Using the traffic model of Section 2, explain why fusing a chain of two elementwise operations buys far less than fusing a chain of ten, even though both remove the same per-op launch overhead. Then argue why fusion gives almost no benefit when the chain is a single large matrix multiply with no neighbors: identify which term in $T_{\text{unfused}} = 2nB$ collapses, and connect your answer to where that operation sits on the roofline of Section 3.7.

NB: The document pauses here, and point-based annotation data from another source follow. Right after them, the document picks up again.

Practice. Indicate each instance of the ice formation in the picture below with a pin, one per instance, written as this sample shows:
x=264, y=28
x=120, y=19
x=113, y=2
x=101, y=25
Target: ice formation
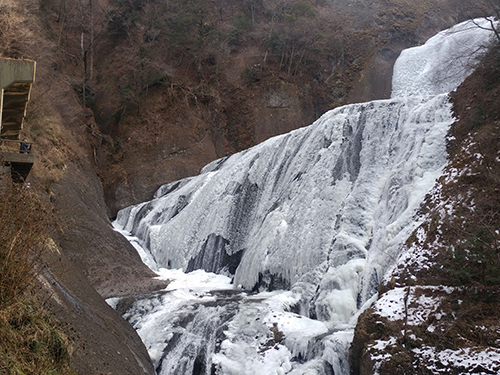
x=311, y=219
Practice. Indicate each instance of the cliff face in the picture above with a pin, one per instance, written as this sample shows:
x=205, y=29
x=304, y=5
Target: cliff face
x=169, y=90
x=436, y=309
x=176, y=85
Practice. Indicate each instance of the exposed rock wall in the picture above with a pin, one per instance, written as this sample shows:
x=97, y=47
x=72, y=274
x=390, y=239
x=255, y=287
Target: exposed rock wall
x=436, y=312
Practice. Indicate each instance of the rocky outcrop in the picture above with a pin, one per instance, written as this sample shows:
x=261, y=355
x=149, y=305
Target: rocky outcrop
x=435, y=312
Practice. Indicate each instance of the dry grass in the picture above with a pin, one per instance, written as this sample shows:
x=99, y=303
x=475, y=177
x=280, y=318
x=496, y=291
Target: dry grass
x=29, y=340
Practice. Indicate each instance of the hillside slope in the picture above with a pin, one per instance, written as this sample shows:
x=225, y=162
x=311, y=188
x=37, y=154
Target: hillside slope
x=437, y=310
x=174, y=85
x=170, y=89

Modify Code 22.8.1 so the chain length $n$ is a parameter and the side-input count $c$ is configurable. Sweep $n$ from 1 to 16 with $c = 1$, print the predicted memory-bound speedup $(2n + c)/(2 + c)$ for each, and confirm it matches the traffic-ratio computation. Then add a second regime where each op also performs heavy arithmetic (raise the FLOPs per element until the chain becomes compute-bound) and show that once the operation leaves the memory-bound region, the fusion speedup flattens out. Explain what changed.
You serve one model on a fleet that mixes two GPU generations and whose request shapes vary widely by hour. Compare three strategies (eager PyTorch, torch.compile, and an ahead-of-time TensorRT engine per GPU generation) along four axes: peak per-node throughput, engineering and rebuild cost when hardware or shapes change, portability across the mixed fleet, and risk of a shape the engine was not built for. Recommend one strategy and state the single fleet condition that, if it changed, would flip your recommendation.